Excess consumption of sugar (any type) has been linked to obesity, dental caries, insulin resistance and the metabolic syndrome, and greatly increases one’s risk of chronic conditions such as diabetes and cardiovascular disease. As such, the World Health Organization (WHO) has put a hard limit on added sugars to no more than 10% of total energy intake, and no more 5% of total energy intake (i.e., six teaspoons or 25 grams) for added health benefits [4]. In 2011-12 the average adult intake of sugar was 103 grams per day, though much higher than what is recommended, this is a reduction from previous years [3]. However, a paradox exists in that the obesity epidemic continues to rise despite this reduction in added sugar consumption. It appears that the problem may not necessarily lie in the added sugars, but what people are replacing these added sugars with. Population data shows that the food with the strongest link to weight gain is not food that contains sugar (as we commonly think of it it), it is food that contains poor-quality, starchy carbohydrate – potato chips (Figure 3) [5]! Once again, with consideration that most carbohydrate breaks down to the same thing in your body at the end of the day – glucose – this may not be so surprising. This data also suggests that replacing carbohydrate with carbohydrate (different types) may not be the best approach, at least from a weight point-of-view.
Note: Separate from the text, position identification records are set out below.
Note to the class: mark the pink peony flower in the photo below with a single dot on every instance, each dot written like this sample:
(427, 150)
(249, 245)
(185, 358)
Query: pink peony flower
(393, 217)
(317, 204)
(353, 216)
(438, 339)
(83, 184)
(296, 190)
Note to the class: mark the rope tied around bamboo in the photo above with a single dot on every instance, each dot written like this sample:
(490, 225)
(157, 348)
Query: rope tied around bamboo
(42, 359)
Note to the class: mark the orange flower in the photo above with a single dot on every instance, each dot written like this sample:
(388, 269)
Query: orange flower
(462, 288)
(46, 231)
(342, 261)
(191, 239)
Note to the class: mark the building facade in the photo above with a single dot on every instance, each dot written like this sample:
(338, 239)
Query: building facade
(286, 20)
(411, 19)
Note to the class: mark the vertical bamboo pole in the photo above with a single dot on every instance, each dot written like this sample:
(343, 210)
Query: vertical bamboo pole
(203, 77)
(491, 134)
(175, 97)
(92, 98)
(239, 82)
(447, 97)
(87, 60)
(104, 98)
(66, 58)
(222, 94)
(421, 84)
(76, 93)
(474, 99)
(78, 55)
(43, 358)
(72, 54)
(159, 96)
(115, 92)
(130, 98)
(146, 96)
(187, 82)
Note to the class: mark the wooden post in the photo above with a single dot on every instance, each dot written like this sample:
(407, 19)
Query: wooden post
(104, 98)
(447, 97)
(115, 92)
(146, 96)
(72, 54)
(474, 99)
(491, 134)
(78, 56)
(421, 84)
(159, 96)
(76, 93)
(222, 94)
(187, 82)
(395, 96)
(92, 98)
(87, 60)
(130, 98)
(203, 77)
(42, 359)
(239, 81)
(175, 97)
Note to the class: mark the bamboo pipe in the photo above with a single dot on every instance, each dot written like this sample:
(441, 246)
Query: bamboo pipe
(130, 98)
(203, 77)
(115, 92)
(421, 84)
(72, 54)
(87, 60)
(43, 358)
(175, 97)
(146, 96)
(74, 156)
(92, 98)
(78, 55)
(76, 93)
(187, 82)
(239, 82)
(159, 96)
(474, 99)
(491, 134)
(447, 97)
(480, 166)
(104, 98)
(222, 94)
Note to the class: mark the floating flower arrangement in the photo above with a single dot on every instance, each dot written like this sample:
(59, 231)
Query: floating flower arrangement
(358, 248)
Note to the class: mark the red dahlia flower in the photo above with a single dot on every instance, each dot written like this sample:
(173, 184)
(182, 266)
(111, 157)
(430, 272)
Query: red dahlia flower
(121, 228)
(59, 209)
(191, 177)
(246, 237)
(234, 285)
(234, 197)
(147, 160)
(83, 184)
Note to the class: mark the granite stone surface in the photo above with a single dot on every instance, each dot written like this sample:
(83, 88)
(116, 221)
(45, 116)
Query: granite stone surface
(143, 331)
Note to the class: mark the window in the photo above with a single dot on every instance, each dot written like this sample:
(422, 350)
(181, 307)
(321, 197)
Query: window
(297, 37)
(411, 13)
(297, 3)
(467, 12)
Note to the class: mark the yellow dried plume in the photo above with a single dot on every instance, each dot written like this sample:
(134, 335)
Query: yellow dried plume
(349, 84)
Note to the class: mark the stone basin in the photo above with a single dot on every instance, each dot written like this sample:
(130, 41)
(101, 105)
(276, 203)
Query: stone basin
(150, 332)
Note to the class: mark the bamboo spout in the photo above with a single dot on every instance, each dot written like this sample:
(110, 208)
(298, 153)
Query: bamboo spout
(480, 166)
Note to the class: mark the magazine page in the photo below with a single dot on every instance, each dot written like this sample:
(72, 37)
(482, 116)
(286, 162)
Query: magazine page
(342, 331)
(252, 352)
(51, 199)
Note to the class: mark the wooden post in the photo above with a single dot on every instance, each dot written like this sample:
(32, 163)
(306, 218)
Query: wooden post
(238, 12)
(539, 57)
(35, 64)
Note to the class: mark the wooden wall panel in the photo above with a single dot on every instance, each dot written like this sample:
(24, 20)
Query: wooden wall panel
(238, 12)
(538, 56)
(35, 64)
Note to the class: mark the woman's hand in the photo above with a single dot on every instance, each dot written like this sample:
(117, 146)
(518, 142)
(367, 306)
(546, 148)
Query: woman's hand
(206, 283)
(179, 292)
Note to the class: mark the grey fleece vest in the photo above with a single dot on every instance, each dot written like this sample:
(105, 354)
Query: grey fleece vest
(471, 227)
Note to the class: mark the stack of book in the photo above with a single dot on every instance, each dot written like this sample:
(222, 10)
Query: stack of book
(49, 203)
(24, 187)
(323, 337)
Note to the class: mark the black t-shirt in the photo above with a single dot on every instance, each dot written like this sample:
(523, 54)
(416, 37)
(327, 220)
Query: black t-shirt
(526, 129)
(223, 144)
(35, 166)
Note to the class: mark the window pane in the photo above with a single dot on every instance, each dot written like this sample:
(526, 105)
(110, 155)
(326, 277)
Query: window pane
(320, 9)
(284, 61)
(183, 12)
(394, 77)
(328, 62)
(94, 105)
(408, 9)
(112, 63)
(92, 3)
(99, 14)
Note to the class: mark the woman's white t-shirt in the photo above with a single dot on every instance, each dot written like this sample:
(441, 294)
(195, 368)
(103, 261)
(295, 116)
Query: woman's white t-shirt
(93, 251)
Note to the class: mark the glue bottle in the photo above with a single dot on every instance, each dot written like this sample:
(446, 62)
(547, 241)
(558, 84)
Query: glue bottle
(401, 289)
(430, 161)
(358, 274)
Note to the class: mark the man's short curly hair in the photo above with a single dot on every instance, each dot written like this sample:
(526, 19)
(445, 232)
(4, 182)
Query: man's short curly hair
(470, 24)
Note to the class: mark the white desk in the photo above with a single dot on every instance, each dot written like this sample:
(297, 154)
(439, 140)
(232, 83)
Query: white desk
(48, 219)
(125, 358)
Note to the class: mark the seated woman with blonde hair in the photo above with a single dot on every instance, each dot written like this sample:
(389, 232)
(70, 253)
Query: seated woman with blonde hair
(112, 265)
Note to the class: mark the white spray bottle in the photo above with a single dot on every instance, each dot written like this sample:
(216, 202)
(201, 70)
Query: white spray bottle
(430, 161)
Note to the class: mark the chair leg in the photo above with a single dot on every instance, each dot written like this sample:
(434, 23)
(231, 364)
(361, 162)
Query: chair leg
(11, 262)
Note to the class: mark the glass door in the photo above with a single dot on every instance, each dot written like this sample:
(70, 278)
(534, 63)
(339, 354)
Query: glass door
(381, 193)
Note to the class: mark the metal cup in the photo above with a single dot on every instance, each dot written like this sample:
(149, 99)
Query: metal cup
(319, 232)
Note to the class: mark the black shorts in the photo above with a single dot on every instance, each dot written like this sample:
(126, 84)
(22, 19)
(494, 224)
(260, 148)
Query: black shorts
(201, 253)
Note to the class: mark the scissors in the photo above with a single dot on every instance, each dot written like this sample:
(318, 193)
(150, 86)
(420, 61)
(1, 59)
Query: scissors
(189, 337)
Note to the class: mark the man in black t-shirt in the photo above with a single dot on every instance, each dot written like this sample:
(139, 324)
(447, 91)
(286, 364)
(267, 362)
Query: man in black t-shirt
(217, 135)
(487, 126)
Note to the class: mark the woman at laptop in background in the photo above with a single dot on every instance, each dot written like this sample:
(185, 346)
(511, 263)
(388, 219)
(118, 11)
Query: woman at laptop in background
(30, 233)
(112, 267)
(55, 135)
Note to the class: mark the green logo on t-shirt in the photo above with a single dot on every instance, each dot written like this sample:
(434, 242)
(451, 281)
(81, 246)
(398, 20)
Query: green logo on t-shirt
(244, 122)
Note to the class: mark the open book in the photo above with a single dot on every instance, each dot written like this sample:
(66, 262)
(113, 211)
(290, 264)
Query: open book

The Australian Dietary Guidelines recommend Australian’s limit their intake of foods and drinks containing added sugars such as confectionary, sugar-sweetened soft drinks and cordials, fruit drinks, vitamin waters, energy and sports drinks. However, this advice could be counterproductive in tackling the health epidemics it was designed to address as it appears people are replacing added sugars with foods that are proving to be even worse, like potato chips! Maybe the emphasis should shift away from what food and drink we need to avoid and focus more toward the food and drink we need to consume more of. Consuming foods that provide us with a variety of essential micronutrients, nourishing fats and bioavailable protein will naturally displace poor quality choices that are damaging to our health.

Take-Home Points

This article is designed to improve your understanding of dietary carbohydrate to assist you in your own health journey. Making recommendations based on one macronutrient is not effective, and dietary education is far more useful for a wide audience who all have their own unique health goals. For personally tailored advice, please consult an Accredited Practicing Dietitian (APD). For the purposes of a summary, the take-home points of this article are:

• Fats, protein, carbohydrate and alcohol are energy derivatives of food known as macronutrients.

• Factors including genetics, insulin resistance, medications, hormones, macronutrient ratios, food quality and much more impact the way we use energy.

• Every core food group in includes carbohydrate-containing foods.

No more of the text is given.